3. A register must be killed before it can be defined again.

Is this theory correct?

Yes.

If so, it would be necessary to sprinkle extra <imp-use,kill> here and
there, like I have done above.

Here is an X86 example:

  %EAX<def> = MOV32rm %ESP, 1, %noreg, 8, %noreg, Mem:LD(4,4)
[FixedStack-2 + 0]
  %ECX<def> = MOV32rm %ESP, 1, %noreg, 4, %noreg, Mem:LD(4,16)
[FixedStack-1 + 0]
  %EDX<def> = LEA32r %ECX, 1, %EAX, 0
  %EDX<def> = ADD32rr %EDX, %EAX<kill>, %EFLAGS<imp-def,dead>
  %EAX<def> = MOVZX32rr8 %CL<kill>
  %EAX<def> = ADD32rr %EAX, %EDX<kill>, %EFLAGS<imp-def,dead>
  RET %EAX<imp-use,kill>

This function defines ECX and kills CL, leaving ECX, CX, and CH still
alive. It is not a problem here because ECX is not reused, but I think
that if it were reused, it would not be properly killed first.

I think you have probably run into a bug in one of the passes. It's probably the coalescer. It's tricky to get the sub-register liveness right.

Evan

Evan, thanks for clarifying.

I think you have probably run into a bug in one of the passes. It's
probably the coalescer. It's tricky to get the sub-register liveness
right.

I think you are right. The bad kill seems to be introduced by the coalescer. I will take a look at it.

I have written a machine code verifier pass that checks the def/kill rules, see PR408. Currently it finds a lot of multiply defined registers in targets using subregisters (X86 and Blackfin).

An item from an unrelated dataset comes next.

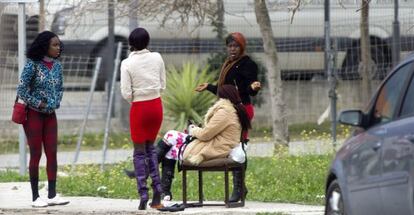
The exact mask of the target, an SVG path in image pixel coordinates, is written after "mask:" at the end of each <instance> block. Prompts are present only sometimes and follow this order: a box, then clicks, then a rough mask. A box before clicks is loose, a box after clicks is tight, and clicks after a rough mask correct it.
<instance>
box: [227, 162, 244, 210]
mask: <svg viewBox="0 0 414 215" xmlns="http://www.w3.org/2000/svg"><path fill="white" fill-rule="evenodd" d="M242 186H243V187H244V193H243V198H244V199H245V198H246V195H247V188H246V185H245V184H244V183H243V182H242V171H240V170H234V171H233V192H232V193H231V196H230V199H229V202H238V201H240V200H241V198H242Z"/></svg>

I would like to fix this in LiveVariables / LiveIntervals. Are there any major roadblocks I should be aware of?

/jakob

Evan, thanks for clarifying.

I think you have probably run into a bug in one of the passes. It's
probably the coalescer. It's tricky to get the sub-register liveness
right.

I think you are right. The bad kill seems to be introduced by the
coalescer. I will take a look at it.

I have written a machine code verifier pass that checks the def/kill
rules, see PR408. Currently it finds a lot of multiply defined
registers in targets using subregisters (X86 and Blackfin).

I would like to fix this in LiveVariables / LiveIntervals. Are there
any major roadblocks I should be aware of?

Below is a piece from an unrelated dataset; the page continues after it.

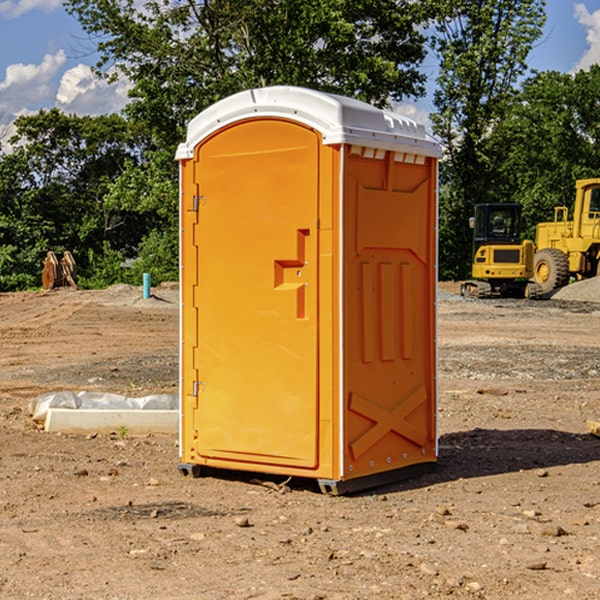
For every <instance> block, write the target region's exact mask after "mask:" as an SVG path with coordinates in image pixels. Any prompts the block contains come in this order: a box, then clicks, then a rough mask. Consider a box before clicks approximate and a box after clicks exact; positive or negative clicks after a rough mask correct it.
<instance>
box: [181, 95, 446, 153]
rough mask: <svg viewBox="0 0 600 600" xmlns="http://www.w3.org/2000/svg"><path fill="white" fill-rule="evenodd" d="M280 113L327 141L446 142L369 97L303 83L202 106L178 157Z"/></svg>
mask: <svg viewBox="0 0 600 600" xmlns="http://www.w3.org/2000/svg"><path fill="white" fill-rule="evenodd" d="M268 117H278V118H285V119H290V120H293V121H297V122H299V123H303V124H305V125H307V126H309V127H312V128H314V129H316V130H317V131H319V132H320V133H321V135H322V137H323V144H325V145H331V144H340V143H346V144H353V145H358V146H366V147H369V148H380V149H383V150H394V151H396V152H411V153H415V154H420V155H424V156H433V157H440V156H441V148H440V144H439V143H438V142H437V141H436V140H435V139H434V138H433V137H432V136H430V135H429V134H428V133H427V132H426V131H425V127H424V126H423V125H421V124H418V123H416V122H415V121H413V120H412V119H409V118H408V117H404V116H402V115H399V114H397V113H393V112H391V111H387V110H381V109H379V108H376V107H374V106H371V105H370V104H367V103H366V102H361V101H360V100H354V99H352V98H346V97H344V96H336V95H335V94H327V93H324V92H318V91H315V90H310V89H306V88H301V87H292V86H273V87H265V88H257V89H251V90H245V91H243V92H240V93H238V94H234V95H233V96H229V97H228V98H225V99H223V100H220V101H219V102H217V103H215V104H213V105H212V106H210V107H209V108H207V109H206V110H204V111H202V112H201V113H200V114H199V115H197V116H196V117H195V118H194V119H192V120H191V121H190V123H189V125H188V131H187V138H186V141H185V143H182V144H180V145H179V148H178V149H177V154H176V158H177V159H178V160H183V159H188V158H192V157H193V156H194V147H195V146H197V145H198V144H199V143H200V142H201V141H202V140H203V139H205V138H206V137H208V136H209V135H211V134H212V133H214V132H215V131H217V130H219V129H221V128H222V127H225V126H227V125H230V124H232V123H235V122H236V121H241V120H245V119H249V118H268Z"/></svg>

We have (sort of) plans to replace LiveVariables. One of which is splitting it into two (physical register liveness and virtual register liveness). The reason being virtual register liveness is computation is done globally while the physical register liveness is local. That may allow us to run the later multiple times without incurring too high a compile time cost (and simplify other passes).

The other idea is to replace liveness computation with a lazy / on demand version. You can search the archive for some discussions.

Of course, neither of these should stop you from fixing existing bugs. :slight_smile:

Evan

We have (sort of) plans to replace LiveVariables.

I see. I need to use subregisters and the register scavenger together, so I have to do something. However, if a new and improved LiveVariables is forthcoming, I can simply disable certain assertions in the register scavenger in my local tree. That will create less than optimal code, but it will work.

Of course, neither of these should stop you from fixing existing
bugs. :slight_smile:

I'll try to track down the premature kill in the coalescer. :slight_smile:

/jakob